There’s some good news though. I looked through the documentation for the library that the app is using to actually do the mailing; even if you do not check the box, STARTTLS will be used as long as it’s advertised by the server: https://nodemailer.com/smtp/#tls-options
I verified this by capturing the handshake part of the conversation:
< 220 AM4PR07CA0003.outlook.office365.com Microsoft ESMTP MAIL Service ready at Wed, 26 Feb 2020 21:11:20 +000
> EHLO [127.0.0.1]
< 250-AM4PR07CA0003.outlook.office365.com Hello [xxx.xxx.xxx.xxx]
< 250-SIZE 157286400
< 250 SMTPUTF8
< 220 2.0.0 SMTP server ready..
The only downside is that it’s a bit too voluntary for my liking.
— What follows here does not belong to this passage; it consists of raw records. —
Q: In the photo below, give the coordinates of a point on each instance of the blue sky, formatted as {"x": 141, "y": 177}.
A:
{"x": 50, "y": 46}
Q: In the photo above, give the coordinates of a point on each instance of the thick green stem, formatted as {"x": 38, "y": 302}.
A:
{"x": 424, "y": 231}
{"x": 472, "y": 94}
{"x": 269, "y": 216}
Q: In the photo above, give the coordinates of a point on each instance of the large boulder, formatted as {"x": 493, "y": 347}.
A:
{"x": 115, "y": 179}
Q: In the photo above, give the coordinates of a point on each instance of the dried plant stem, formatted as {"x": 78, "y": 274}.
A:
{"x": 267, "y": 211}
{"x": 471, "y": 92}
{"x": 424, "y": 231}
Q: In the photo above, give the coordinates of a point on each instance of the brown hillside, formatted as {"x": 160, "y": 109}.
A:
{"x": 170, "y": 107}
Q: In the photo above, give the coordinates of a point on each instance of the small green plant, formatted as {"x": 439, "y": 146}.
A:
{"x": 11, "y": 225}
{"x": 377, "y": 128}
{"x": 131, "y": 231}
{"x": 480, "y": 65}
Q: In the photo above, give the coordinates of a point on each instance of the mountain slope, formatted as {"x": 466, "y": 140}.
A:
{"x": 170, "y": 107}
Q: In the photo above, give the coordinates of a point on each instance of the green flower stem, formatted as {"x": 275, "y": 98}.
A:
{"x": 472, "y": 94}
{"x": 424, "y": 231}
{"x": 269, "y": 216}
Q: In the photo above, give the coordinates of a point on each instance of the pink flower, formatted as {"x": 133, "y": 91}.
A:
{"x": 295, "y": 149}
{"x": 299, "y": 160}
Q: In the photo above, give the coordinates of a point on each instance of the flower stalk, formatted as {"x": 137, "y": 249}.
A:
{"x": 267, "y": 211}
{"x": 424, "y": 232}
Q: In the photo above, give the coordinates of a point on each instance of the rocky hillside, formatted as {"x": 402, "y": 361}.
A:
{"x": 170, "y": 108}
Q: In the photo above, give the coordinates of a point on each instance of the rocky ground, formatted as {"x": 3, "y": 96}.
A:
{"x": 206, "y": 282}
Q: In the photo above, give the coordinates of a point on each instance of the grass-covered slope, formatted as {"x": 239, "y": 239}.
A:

If for some reason, O365 would decide to not advertise STARTTLS, the app would happily send stuff “in the clear”.
Assuming someone could intercept your network traffic, it’s reasonable to assume they could do a MitM attack and just forget about that little line advertising STARTTLS, and presto.
If someone were to do this, you might get lucky and the app might not find a supported method to authenticate, as simple username/password authentication schemes are refused over unencrypted connections and several other standard authentication schemes also seem to be refused by O365.
Major bummer I ran into though: even though STARTTLS will be used, there doesn’t seem to be much certificate checking going on. I intentionally used a different host name than my mail server certificate is for, the the app doesn’t care. Sends its stuff anyway. So: no protection from MitM attacks whatsoever, only from casual readers with access to your local network that you could possibly deter.